NALI: NUMA-Aware Adaptive Learned Index for In-Memory Multi-core Databases
摘要
Learned indexes introduce a novel approach to database indexing by conceptualizing indexes as predictive models. These models predict the positions of keys within datasets, which significantly improve efficiency and performance. However, in Non-Uniform Memory Access (NUMA) environments, learned indexes often suffer from performance stagnation or even degradation as the degree of resource contention increases.
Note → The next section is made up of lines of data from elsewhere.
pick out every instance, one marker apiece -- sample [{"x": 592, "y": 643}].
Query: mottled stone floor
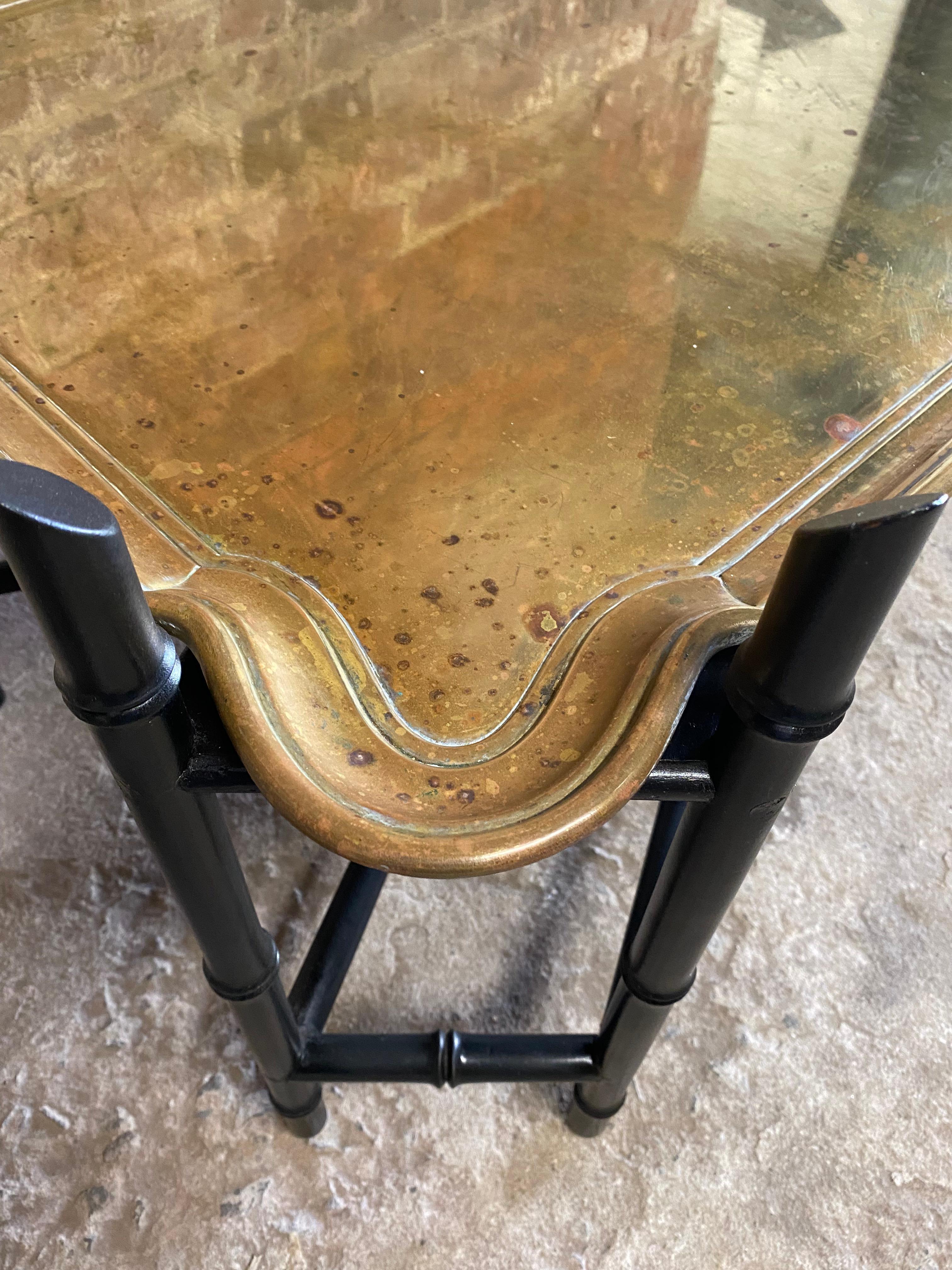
[{"x": 795, "y": 1113}]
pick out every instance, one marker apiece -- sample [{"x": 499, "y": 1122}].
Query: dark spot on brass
[{"x": 842, "y": 427}]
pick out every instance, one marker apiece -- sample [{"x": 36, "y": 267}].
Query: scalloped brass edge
[{"x": 483, "y": 849}]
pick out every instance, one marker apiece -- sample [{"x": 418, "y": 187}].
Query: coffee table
[{"x": 459, "y": 379}]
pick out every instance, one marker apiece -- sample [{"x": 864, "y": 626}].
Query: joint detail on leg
[
  {"x": 249, "y": 994},
  {"x": 653, "y": 999}
]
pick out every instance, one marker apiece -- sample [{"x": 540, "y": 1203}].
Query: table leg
[
  {"x": 789, "y": 686},
  {"x": 118, "y": 672}
]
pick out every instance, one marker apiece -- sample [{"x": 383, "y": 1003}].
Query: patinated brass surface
[{"x": 457, "y": 371}]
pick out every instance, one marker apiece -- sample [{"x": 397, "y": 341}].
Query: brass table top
[{"x": 457, "y": 373}]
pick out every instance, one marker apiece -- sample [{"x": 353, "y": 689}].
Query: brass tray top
[{"x": 457, "y": 373}]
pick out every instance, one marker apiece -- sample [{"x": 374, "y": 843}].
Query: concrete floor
[{"x": 795, "y": 1113}]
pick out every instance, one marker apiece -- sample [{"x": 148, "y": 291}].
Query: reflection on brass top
[{"x": 459, "y": 371}]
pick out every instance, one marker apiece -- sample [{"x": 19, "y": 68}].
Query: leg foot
[
  {"x": 584, "y": 1122},
  {"x": 305, "y": 1124}
]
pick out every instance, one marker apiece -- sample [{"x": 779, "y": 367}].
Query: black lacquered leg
[
  {"x": 789, "y": 686},
  {"x": 118, "y": 672}
]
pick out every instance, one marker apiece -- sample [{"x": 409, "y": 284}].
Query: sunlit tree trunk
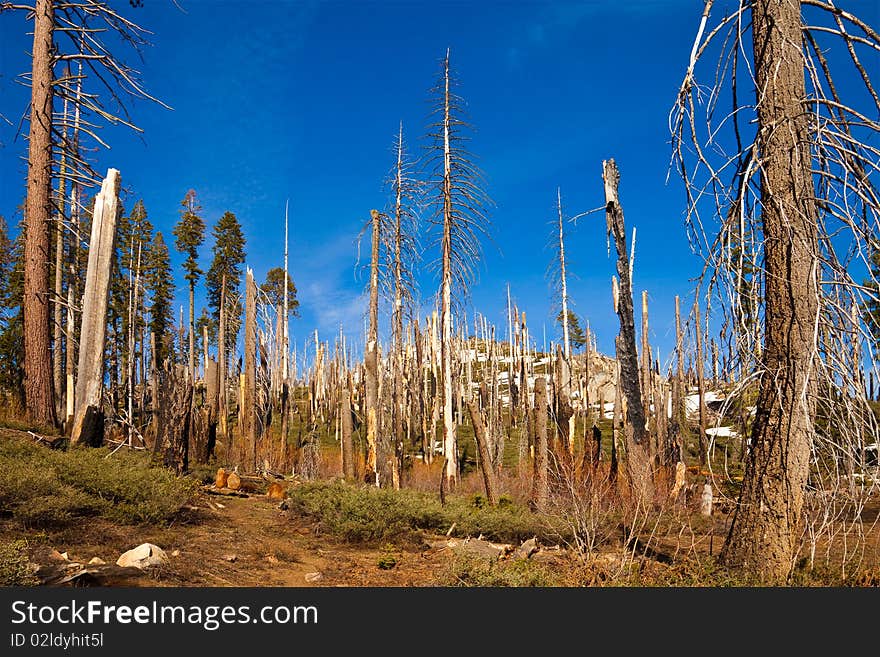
[
  {"x": 38, "y": 380},
  {"x": 764, "y": 533}
]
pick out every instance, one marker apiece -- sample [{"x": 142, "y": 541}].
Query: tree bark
[
  {"x": 90, "y": 371},
  {"x": 485, "y": 458},
  {"x": 638, "y": 462},
  {"x": 763, "y": 536},
  {"x": 175, "y": 406},
  {"x": 371, "y": 361},
  {"x": 450, "y": 443},
  {"x": 249, "y": 398},
  {"x": 348, "y": 469},
  {"x": 38, "y": 390},
  {"x": 701, "y": 386},
  {"x": 540, "y": 484}
]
NALI reduces model error and mitigates write amplification by leveraging precise segment prediction and error-bounded conflict resolution within a semi-ordered structure, effectively balancing model accuracy and write efficiency. To further adapt to dynamic workload patterns, NALI incorporates an adaptive node evolution mechanism, which dynamically adjusts node structures based on real-time access characteristics. Additionally, a NUMA-aware memory management and thread scheduling framework enables efficient thread-query co-location and load balancing. Extensive experimental results demonstrate that NALI consistently outperforms the state-of-the-art learned index AlexOL, delivering 1.80 \(\times \) , 2.63 \(\times \) , and 2.31 \(\times \) performance gains under read-only, write-only, and balanced workloads, respectively, while maintaining comparable space efficiency.